Around the holidays, after he felt comfortable with what he was making, Mernahkem gave away the products as gifts, not knowing what the response would be.
"Surprisingly, they came back and they were positive," he said.
The success convinced Mernahkem to cash in his McDonald's 401(k), which in 2012 he used as capital to get his business started. But it wasn't immediately successful.
"When I leaped, I crashed," he said. "I'll be the first to admit I crashed. In the first year of sales, we had $40."
So Mernahkem went back to the drawing board and continued to perfect his products until his wife, Nancy Thomas, who works as a corporate attorney, got a job offer in Portland.
Since arriving in Hillsboro in 2015 and getting his foot in the farmer's market network, Mernahkem has watched his followers increase over the past year, something that has left him feeling humbled, he said.

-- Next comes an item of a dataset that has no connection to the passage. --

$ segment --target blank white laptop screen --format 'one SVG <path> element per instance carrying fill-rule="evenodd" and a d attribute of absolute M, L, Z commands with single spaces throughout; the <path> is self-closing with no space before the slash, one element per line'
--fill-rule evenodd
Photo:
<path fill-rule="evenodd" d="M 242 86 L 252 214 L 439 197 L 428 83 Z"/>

"I was like, wow, people are really paying attention to what I'm doing," he said. "I'm not doing anything amazing. I'm just going with raw gut instinct — what we call in the hood, 'Hustle and Grind.' You gotta hustle and grind because no one is giving you anything, and if you think it's going to be quick and easy, you're sadly mistaken.
"I sometimes work 10, 12 hours a day — with no pay. My salary last year was $300. But that's how you grow a company … every setback I've had has made me more resilient."